Among other points, the report pointed to the content policies of social media giants and said that official legislation is needed to counter the spread of online falsehoods since Facebook, Twitter and Google have “a policy of generally not acting against content on the basis that it is false”.
Facebook has since responded by pledging its commitment to working with the Singapore Government.
Promising support to the Singapore government and asserting that they “share the same commitment to reduce the spread of deliberate online falsehoods”, Facebook also made a point of citing measures they already have in place.
A spokesperson said, “Over the last year and a half, we have invested in technology and people to combat false news and disrupt attempts to manipulate civic discourse.”
Facebook’s methods involve 1) the removal of accounts proved to be fake, 2) the obstruction of financial motivation behind online falsehoods, 3) the scaling down of posts linked to to low-quality web pages, 4) partnerships with “threat intelligence experts”, and 5) the promotion of “digital and news literacy”.
Facebook also said that they have taken action in the months following the Select Committee hearings.

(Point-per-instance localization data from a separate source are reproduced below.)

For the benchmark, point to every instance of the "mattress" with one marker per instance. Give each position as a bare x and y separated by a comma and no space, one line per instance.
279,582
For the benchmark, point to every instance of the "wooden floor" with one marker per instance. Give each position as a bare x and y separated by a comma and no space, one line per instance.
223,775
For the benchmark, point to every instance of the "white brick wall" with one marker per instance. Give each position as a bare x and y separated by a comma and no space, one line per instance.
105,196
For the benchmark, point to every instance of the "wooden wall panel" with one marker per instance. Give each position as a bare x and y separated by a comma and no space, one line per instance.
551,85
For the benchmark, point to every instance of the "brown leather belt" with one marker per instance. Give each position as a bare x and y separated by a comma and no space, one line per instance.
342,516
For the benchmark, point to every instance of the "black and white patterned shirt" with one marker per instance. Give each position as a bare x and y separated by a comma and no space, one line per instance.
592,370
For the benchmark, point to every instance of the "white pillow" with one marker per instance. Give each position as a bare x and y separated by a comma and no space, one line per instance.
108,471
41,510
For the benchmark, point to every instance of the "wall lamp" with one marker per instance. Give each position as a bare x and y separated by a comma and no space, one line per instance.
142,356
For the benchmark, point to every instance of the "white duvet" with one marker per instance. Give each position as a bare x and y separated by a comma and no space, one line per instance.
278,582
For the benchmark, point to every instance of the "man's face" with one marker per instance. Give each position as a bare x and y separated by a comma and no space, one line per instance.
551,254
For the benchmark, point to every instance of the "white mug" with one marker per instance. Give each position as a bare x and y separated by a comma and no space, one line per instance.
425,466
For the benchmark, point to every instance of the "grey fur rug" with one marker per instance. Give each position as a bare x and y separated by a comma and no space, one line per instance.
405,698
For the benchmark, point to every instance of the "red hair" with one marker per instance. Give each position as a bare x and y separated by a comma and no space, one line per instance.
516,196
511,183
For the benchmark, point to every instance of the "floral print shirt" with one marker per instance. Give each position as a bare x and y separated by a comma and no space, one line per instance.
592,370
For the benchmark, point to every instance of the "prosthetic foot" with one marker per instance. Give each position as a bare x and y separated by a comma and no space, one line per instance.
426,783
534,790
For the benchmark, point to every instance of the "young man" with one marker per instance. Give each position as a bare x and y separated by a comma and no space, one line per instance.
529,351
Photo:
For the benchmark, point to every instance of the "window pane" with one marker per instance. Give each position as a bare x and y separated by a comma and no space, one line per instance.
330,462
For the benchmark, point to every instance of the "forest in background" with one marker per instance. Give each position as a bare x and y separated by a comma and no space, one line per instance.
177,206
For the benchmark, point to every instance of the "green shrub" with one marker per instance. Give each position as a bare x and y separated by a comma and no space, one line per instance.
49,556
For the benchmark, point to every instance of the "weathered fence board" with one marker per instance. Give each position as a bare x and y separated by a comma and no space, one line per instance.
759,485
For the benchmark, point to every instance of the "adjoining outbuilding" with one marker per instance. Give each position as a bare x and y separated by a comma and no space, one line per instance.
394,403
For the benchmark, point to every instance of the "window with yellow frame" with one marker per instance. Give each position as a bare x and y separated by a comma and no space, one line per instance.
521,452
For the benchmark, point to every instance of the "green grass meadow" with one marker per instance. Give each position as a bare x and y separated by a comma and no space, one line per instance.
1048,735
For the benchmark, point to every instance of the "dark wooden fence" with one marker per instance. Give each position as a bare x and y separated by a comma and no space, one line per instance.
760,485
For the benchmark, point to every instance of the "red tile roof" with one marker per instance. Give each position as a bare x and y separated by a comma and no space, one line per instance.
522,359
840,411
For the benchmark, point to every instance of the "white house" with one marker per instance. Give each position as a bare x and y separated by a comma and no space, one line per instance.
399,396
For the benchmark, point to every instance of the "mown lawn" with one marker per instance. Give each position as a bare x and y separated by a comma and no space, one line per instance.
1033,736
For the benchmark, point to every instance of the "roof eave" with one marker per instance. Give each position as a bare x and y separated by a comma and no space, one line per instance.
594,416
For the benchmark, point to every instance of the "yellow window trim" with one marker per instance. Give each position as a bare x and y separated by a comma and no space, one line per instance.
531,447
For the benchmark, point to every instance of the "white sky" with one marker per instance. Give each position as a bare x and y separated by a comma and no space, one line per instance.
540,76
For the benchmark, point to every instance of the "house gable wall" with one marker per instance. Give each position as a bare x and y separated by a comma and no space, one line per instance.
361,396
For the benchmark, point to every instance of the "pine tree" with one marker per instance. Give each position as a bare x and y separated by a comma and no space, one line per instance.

According to the spokesperson, Facebook implemented a new policy which dictates the introduction of more ads transparency and the removal of fake news that has “the potential to lead to offline violence”: “This effort will never be finished and we are committed to working together with the government, industry, news publishers, and our community on this.”
Fellow social network giant Twitter, who was also named by the Select Committee’s report, thanked the committee “for their inclusive engagement” and said it appreciated the work that went into making the recommendations.
Twitter also verbalised its commitment to “keeping people informed about what’s happening in the world”, saying that they “care deeply about the issues of misinformation as well as disinformation and their potentially harmful effects on the civic and political discourse that is core to our mission.”
According to Twitter, the issue of online falsehoods is a complex one, and to combat it, “societies across the world have to work in concert to understand and better assess trends in the information ecosystem.”
It added: “We look forward to the Singapore Government’s continued engagement with industry on the full range of approaches to address these issues.”
The 22 recommendations made by the Select Committee did not specify laws or give details on measures to be taken but instead reinforced 1) the need for public education, 2) the improvement of fact checking, and 3) the disruption of the spread of online falsehoods.
The laws, which could include blocking access and removing false content, could also hold back revenues from digital advertising to those guilty of spreading false news. Criminal action could also be pursued for graver cases of fake news dissemination.